Last month, in a piece on queerbaiting in popular culture, I had written about the staggering rate at which queer characters are being killed off on TV and film, and how that mirrors the real-world violence that LGBTQ people face. Today, in light of the horrific shooting in Orlando, Florida—which targeted a gay nightclub—I couldn’t help but think about this again and again, as if it were a strange self-fulfilling prophecy.
“I’m scared for my life. Scared of living in this country,” a lesbian friend of mine (who also lives in Florida) messaged me early in the morning. With tears streaming down my face and hands shaking, I typed out a reply: “By now, I’m accustomed to feeling scared”
The Orlando shooting, where at least 50 men were killed, has brought a number of issues into the limelight—from gun violence to religious extremism—but the most important one is that of internalized homophobia, which has been the cause behind multiple hate crimes against LGBTQ people all across the world. Barely a few hours after the Orlando shooting, another gunman was apprehended near the Los Angeles Pride Parade—poised to trigger another mass shooting upon LGBTQ parade-goers—making the threat of violence and death for LGBTQ people seem realer and realer.
I had a very intense personal reaction to the attacks. Perhaps it was triggered by my friend’s frantic message, or by John Oliver’s brief, but emotional segment on Orlando, or by the fact that so many gay men in Florida now sit helpless, unable to donate blood to the victims from their own community, because of Florida’s ridiculous law barring queer men from donating blood unless they have been celibate for a year. Or perhaps, it was because I felt, even while being miles away from Orlando, that I could have been one of the victims too.
June is International Pride Month; in commemoration of the years and years of struggle LGBTQ communities across the world have faced in their fight for equal rights; and symbolic of a celebration of our identity, of our queerness, and of our history. For the Orlando shooter to have picked this month, and picked a gay bar of all places—when the bar in question was hosting a ‘Latino Night’ with a Hispanic drag queen headlining the main act—was designed to deal a brutal blow to the community. For a queer person, there is perhaps no safer or more welcoming a space than a gay bar, where you can not only be unabashedly yourself, but also engage with your community—and so, to have the sanctity of this space put in peril makes the threat scary indeed, and more personal than a queer person can ever imagine. It is enough to make any LGBTQ person, in any part of the world, think long and hard about how the very prospect of being out and proud can have such horrific casualties, and how radical an act it actually is.
“Being openly gay in America continues to be a radical act but I hope kids who see terror like this aren’t scared into staying closeted” tweeted gay comedian Matt Bellasai, and helped me realize why I felt so personally affected by this shooting. If the USA, with its legalization of same-sex marriage and openly queer celebrities, can still have trans people not being let into bathrooms of their choice and gay people getting murdered in the very space they call their own, then I, a queer woman in a country where homosexuality is still illegal, have no means of being or feeling safe. Terror like this is actually scaring me into staying closeted—and I’m sure many other queer people feel the same way.
Homophobic crimes like this can occur because all of us are consuming and taking part in a culture that will not even let fictional queers survive. Why does it take 50 deaths for us to pay attention to a hatred that has long pervaded our TV shows, our confectionery shops, our hospitals, classrooms, bathrooms and so on?

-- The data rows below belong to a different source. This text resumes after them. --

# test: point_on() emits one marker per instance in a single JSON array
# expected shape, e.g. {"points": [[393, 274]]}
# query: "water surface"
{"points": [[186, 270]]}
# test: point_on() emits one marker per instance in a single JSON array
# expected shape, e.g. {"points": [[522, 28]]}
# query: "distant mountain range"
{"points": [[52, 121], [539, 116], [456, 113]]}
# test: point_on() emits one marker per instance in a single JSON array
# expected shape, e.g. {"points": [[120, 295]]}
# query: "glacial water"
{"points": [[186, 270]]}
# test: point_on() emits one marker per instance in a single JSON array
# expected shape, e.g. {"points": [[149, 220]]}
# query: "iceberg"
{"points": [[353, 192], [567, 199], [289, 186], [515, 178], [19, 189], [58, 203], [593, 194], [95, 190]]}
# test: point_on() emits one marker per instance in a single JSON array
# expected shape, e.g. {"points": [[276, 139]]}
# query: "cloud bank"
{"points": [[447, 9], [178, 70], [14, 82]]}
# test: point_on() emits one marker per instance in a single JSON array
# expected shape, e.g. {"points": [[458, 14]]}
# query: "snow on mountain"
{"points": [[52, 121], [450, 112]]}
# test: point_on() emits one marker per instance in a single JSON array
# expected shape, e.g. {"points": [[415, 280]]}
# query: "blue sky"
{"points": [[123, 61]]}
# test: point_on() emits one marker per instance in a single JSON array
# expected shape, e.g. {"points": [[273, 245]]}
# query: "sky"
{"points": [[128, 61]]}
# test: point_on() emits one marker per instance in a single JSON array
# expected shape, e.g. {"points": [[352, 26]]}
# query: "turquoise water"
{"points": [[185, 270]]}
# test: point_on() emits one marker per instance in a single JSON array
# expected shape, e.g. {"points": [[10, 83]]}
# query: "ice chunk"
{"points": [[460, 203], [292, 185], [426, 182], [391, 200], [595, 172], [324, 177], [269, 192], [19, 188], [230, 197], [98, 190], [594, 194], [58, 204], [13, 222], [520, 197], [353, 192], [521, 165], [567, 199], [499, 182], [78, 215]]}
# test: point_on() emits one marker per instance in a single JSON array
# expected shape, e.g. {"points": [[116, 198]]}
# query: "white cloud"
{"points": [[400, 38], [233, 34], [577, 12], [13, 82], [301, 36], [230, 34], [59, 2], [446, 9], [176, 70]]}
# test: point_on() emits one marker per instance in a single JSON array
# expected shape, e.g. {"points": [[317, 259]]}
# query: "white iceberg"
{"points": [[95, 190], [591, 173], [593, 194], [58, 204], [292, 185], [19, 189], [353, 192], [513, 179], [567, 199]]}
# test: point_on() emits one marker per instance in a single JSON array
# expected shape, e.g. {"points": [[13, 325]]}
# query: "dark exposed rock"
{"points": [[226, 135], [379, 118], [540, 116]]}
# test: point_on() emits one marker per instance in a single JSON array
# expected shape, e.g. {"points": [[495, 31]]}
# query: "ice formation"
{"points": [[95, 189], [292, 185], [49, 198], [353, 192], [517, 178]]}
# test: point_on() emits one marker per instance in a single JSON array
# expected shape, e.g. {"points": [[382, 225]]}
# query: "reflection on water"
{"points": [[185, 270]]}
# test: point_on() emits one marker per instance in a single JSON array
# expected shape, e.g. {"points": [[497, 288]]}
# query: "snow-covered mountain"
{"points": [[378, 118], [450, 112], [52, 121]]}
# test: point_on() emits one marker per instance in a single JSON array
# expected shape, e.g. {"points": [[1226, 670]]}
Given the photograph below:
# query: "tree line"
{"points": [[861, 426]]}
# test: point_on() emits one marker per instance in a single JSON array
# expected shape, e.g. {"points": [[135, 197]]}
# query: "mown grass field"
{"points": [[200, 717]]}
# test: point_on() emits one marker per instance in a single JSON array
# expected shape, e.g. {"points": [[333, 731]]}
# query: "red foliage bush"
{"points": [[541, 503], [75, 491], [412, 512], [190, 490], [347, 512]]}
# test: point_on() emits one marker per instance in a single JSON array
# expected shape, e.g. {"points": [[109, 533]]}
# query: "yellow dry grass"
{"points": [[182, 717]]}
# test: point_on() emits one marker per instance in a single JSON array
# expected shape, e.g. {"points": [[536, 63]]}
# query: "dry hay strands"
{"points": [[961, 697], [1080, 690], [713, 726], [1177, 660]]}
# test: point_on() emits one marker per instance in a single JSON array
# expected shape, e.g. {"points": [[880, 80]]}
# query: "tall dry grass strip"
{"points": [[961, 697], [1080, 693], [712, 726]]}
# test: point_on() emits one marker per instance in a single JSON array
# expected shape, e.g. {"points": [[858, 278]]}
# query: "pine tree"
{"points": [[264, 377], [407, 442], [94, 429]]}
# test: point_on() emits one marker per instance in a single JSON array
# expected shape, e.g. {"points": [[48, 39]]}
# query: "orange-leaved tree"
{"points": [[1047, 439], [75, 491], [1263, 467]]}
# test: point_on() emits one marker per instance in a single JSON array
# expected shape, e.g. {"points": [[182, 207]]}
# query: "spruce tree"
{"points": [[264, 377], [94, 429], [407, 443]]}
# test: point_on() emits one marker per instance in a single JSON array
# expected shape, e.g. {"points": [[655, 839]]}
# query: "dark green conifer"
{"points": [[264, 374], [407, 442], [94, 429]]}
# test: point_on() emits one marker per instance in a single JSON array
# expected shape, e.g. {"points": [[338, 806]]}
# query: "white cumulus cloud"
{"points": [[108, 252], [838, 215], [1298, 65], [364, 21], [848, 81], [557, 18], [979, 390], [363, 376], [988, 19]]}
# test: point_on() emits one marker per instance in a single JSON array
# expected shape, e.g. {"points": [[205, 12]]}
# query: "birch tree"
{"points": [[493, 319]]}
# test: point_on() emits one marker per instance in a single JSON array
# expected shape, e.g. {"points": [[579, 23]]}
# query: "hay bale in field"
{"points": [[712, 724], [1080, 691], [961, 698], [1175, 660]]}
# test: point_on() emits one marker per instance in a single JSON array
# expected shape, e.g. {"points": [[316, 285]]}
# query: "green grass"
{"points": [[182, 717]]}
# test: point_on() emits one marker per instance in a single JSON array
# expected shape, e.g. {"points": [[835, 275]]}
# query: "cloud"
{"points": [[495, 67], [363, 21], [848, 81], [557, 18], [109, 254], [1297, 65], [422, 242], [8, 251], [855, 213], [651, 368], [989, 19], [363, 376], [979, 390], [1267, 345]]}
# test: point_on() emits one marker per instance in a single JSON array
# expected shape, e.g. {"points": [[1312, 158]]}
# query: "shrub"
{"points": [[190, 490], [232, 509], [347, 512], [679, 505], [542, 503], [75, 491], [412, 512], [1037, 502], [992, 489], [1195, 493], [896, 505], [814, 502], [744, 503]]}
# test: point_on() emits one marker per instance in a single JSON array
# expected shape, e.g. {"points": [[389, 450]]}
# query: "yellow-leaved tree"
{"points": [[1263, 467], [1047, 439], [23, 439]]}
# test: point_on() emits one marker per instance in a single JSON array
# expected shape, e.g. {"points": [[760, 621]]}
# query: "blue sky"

When I think about Orlando, the deaths of countless queer characters on film and TV flash in my head—which have now come to mirror real-life in the most haunting, most terrifying of ways. I think of Denise from The Walking Dead—shot dead by an arrow while in the midst of declaring her love for another woman. And then, I think of the people who were in that nightclub on Sunday. Were they also in the midst of declaring their love for a partner, when they were so brutally gunned down?
While the reality of our situation seems bleak at the moment, the resilience of the queer community proves that we cannot be so easily struck down. LGBTQ parades all over the world are sharing strong messages of solidarity, thousands and thousands are queuing up in Orlando to donate blood despite it’s ridiculous donation laws, and Stonewall Inn—the biggest symbol of America’s LGBT history—has been flooded with queer mourners who are lighting candles in memory of the victims and holding peaceful demonstrations. The fact that the community has refused to back down, gives me some hope. However, the threat, the unbearable sadness, and that feeling of terror—of being scared for my life—continues to remain. I’m still reading about all the victims and their families, and choking up inside. I could have been one of them. I really could have.